Nareszcie znamy zasady...
Wczoraj poznaliśmy w przybliżeniu regulamin, który będzie obowiązywał podczas polskich eliminacji ESWC w najbliższy weekend w Poznaniu. Jak wcześniej zapowiadano, najpierw odbędą się sesje w trybie Time Attack, następnie najlepsi wystartują na rundach. Nowością jest natomiast rozegranie wielkiego finału dnia na scenie głównej.
Regulamin obowiązujący na eliminacjach
Każdego dnia rozegrane zostanie 8 sesji kwalifikacyjnych - Time Attack. Z każdej sesji zostanie wyłonionych 2 kierowców z najlepszymi czasami. Razem awansuje 16 zawodników. Po każdej rundzie eliminacyjnej od razu przydzielamy ich do grup według poniższego schematu:
1 sesja - zwycięzca do grupy A, 2 miejsce do grupy B
2 sesja - zwycięzca do grupy B, 2 miejsce do grupy A
3 sesja - zwycięzca do grupy A, 2 miejsce do grupy B
4 sesja - zwycięzca do grupy B, 2 miejsce do grupy A
5 sesja - zwycięzca do grupy A, 2 miejsce do grupy B
6 sesja - zwycięzca do grupy B, 2 miejsce do grupy A
7 sesja - zwycięzca do grupy A, 2 miejsce do grupy B
8 sesja - zwycięzca do grupy B, 2 miejsce do grupy A
Tym samym utworzone zostaną grupy A i B, po 8 zawodników każda. Grupy te zagrają jednocześnie półfinały na rundach, z których to awansuje po 2 zawodników do wielkiego finału. Finałowe starcia zostaną rozegrane na scenie głównej.

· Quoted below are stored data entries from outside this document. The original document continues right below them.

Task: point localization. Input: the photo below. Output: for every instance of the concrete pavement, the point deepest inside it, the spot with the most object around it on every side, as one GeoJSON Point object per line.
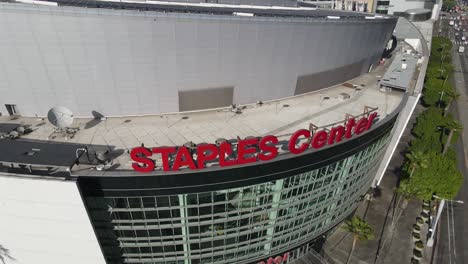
{"type": "Point", "coordinates": [451, 247]}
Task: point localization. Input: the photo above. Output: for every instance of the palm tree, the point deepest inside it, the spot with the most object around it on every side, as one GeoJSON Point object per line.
{"type": "Point", "coordinates": [452, 96]}
{"type": "Point", "coordinates": [361, 231]}
{"type": "Point", "coordinates": [5, 254]}
{"type": "Point", "coordinates": [405, 193]}
{"type": "Point", "coordinates": [453, 126]}
{"type": "Point", "coordinates": [417, 159]}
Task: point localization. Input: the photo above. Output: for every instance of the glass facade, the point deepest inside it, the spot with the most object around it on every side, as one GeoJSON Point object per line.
{"type": "Point", "coordinates": [241, 225]}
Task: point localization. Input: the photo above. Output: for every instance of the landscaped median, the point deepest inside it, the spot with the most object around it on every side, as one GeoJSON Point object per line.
{"type": "Point", "coordinates": [431, 164]}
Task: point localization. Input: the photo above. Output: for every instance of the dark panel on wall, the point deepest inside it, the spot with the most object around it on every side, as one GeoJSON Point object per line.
{"type": "Point", "coordinates": [230, 177]}
{"type": "Point", "coordinates": [320, 80]}
{"type": "Point", "coordinates": [206, 98]}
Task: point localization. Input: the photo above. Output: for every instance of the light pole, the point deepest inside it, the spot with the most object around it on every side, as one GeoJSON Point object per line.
{"type": "Point", "coordinates": [430, 240]}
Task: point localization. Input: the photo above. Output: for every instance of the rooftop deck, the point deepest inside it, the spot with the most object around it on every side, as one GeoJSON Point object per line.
{"type": "Point", "coordinates": [281, 118]}
{"type": "Point", "coordinates": [212, 8]}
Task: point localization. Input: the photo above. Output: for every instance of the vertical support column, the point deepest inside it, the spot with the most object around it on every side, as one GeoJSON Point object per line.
{"type": "Point", "coordinates": [277, 188]}
{"type": "Point", "coordinates": [185, 230]}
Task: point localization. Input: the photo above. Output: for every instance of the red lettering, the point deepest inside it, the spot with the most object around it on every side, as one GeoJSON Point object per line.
{"type": "Point", "coordinates": [349, 127]}
{"type": "Point", "coordinates": [243, 149]}
{"type": "Point", "coordinates": [203, 156]}
{"type": "Point", "coordinates": [183, 158]}
{"type": "Point", "coordinates": [371, 120]}
{"type": "Point", "coordinates": [165, 151]}
{"type": "Point", "coordinates": [361, 126]}
{"type": "Point", "coordinates": [278, 260]}
{"type": "Point", "coordinates": [140, 155]}
{"type": "Point", "coordinates": [268, 148]}
{"type": "Point", "coordinates": [225, 149]}
{"type": "Point", "coordinates": [294, 138]}
{"type": "Point", "coordinates": [336, 134]}
{"type": "Point", "coordinates": [319, 139]}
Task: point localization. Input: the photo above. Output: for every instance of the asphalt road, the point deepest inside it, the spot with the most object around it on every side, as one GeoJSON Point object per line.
{"type": "Point", "coordinates": [452, 246]}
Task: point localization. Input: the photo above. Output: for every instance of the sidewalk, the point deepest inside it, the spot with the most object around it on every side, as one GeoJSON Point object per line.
{"type": "Point", "coordinates": [387, 247]}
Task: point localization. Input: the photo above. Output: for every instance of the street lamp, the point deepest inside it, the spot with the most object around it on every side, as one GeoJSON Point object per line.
{"type": "Point", "coordinates": [430, 241]}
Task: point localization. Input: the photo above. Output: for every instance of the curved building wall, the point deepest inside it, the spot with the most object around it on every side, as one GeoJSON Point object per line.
{"type": "Point", "coordinates": [126, 62]}
{"type": "Point", "coordinates": [241, 216]}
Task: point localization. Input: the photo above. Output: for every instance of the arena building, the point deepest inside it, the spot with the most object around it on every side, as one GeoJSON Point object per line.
{"type": "Point", "coordinates": [201, 133]}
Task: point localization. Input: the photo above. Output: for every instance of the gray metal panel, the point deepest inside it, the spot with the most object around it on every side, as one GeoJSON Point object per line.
{"type": "Point", "coordinates": [124, 62]}
{"type": "Point", "coordinates": [320, 80]}
{"type": "Point", "coordinates": [205, 98]}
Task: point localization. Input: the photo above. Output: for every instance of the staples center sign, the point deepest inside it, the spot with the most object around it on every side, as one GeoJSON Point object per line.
{"type": "Point", "coordinates": [248, 150]}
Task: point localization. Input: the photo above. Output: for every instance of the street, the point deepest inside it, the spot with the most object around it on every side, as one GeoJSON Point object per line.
{"type": "Point", "coordinates": [453, 228]}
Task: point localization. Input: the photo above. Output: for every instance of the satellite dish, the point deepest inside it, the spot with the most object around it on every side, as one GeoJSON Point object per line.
{"type": "Point", "coordinates": [60, 116]}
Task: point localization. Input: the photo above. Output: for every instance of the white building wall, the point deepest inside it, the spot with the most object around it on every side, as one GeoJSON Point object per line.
{"type": "Point", "coordinates": [45, 222]}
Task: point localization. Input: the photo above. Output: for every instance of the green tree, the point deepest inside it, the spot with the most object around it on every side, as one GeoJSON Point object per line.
{"type": "Point", "coordinates": [452, 126]}
{"type": "Point", "coordinates": [360, 229]}
{"type": "Point", "coordinates": [405, 192]}
{"type": "Point", "coordinates": [428, 137]}
{"type": "Point", "coordinates": [440, 177]}
{"type": "Point", "coordinates": [452, 95]}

Smuci wiadomość, że z każdej sesji wychodzi po dwóch najlepszych, a nie jak propozycje graczy ze sceny (tzn. awansuje najlepsza szesnastka z całego dnia zawodów). Poza tymi informacjami, dowiedzieliśmy się również, że podczas faz grupowych ci, którzy dojadą, dostaną punkty "standardowo". Oznacza to, że pierwsza osoba, która finiszuje otrzyma 10 pkt, druga 8, trzecia 6, a następni kolejno 5, 4, 3, 2 oraz 1 punkt. Nie znamy natomiast progu punktowego podczas tych rozgrywek.
W związku z tą informacją gracze na scenie zaczęli ustalać kolejność, w jakiej będą jechać podczas obu dni turnieju. Wszystko po to, aby do finałów dostali się sami najlepsi i aby rywalizacja stała na najwyższym możliwym poziomie. Poza graczami z Polski, do Poznania przybędzie także dignitas/Meph, redaktor swojej drużyny, jednak spory talent, który być może, że będzie liczył się w walce o podium.